Summary of plots we looked at during this initial hacakthon

quick scan for weird data points

#Load some libraries
library(unpakathonJan2016)
library(dplyr)
library(ggplot2)
library(reshape)
library(GGally)

phenotypic distributions in the database

Here is the distribution of phenotypes across non-farm experiments. The numbers correspond to the number of lines assessed for that phenotype not the number of plants

with(phenolong %>% filter(meta.experiment != "farm") %>% select(accession,experiment,variable) %>% distinct(),
     table(variable,experiment))

Let's check the distribution of values for each phenotype

ggplot(phenolong,aes(value)) + geom_histogram() + facet_wrap(~variable,scales = "free",ncol=4)

Several weird values for several phenotypes

Now look at problematic data (extreme values)

Here are the treatments and experiments with leaf.numbers greater than 50

phenolong %>% filter(variable=="leaf.number",value>50)%>%select(experiment,treatment)%>%distinct()

Looks ok, these are all from cofc-second (big pots and fert), we'll keep em.

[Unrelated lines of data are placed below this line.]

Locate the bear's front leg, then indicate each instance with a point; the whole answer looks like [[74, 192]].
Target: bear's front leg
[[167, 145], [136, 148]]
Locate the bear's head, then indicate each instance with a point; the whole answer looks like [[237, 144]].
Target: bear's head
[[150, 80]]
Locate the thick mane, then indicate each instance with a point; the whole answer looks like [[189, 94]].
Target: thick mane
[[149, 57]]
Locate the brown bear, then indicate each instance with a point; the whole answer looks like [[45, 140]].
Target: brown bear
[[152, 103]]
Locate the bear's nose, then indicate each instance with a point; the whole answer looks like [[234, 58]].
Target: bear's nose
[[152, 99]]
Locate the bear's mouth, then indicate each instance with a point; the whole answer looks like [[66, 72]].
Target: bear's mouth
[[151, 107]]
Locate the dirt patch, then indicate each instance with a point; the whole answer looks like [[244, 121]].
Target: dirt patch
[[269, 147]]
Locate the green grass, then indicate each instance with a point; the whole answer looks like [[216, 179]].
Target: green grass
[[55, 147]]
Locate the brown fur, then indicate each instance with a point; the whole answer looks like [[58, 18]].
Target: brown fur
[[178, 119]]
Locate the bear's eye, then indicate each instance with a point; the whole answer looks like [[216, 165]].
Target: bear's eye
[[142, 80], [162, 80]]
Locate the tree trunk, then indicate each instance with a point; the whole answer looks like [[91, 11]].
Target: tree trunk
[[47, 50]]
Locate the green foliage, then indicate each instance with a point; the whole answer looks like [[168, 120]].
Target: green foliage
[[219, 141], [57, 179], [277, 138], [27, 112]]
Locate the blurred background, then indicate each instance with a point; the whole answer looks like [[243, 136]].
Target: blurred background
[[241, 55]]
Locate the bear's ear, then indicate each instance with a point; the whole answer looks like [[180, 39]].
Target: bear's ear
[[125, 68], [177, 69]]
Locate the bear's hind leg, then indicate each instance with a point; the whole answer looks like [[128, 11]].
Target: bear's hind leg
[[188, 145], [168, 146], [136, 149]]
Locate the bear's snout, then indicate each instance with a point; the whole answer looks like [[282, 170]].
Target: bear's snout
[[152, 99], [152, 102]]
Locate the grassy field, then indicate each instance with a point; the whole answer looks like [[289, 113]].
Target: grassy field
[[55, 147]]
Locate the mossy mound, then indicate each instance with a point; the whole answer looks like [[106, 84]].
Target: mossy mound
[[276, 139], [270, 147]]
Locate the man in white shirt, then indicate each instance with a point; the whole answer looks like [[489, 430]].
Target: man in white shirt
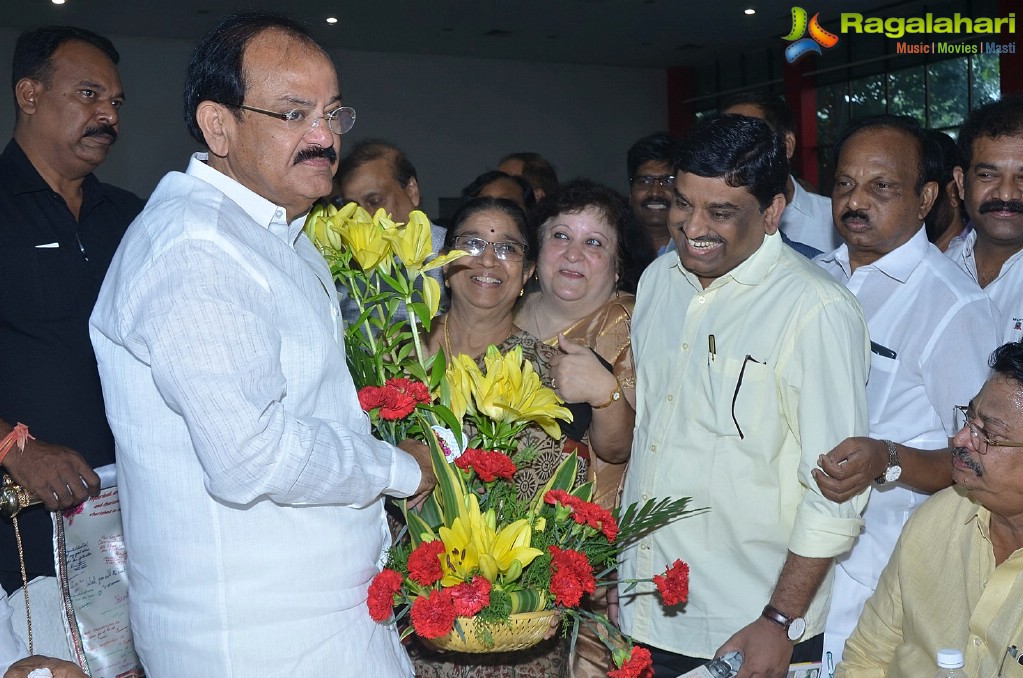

Some automated vetting of observations

I'm going to flag points that are outside the central 90% of all values for a phenotype as suspect. We can then switch this off and on and look at the outlier effect in analyses below

phenoquant <- phenolong %>% group_by(variable) %>% summarise(quant05 = quantile(value,0.05,na.rm=T),quant95 = quantile(value,0.95,na.rm=T))
phenolong.quant = left_join(phenolong,phenoquant)
phenolong.quant$inrange <- with(phenolong.quant,ifelse((quant95>=value)&(quant05<=value),TRUE,FALSE))
phenolong = phenolong.quant

For example, look at the ggplot from above now

ggplot(phenolong%>%filter(inrange),aes(value)) + geom_histogram() + facet_wrap(~variable,scales = "free",ncol=4)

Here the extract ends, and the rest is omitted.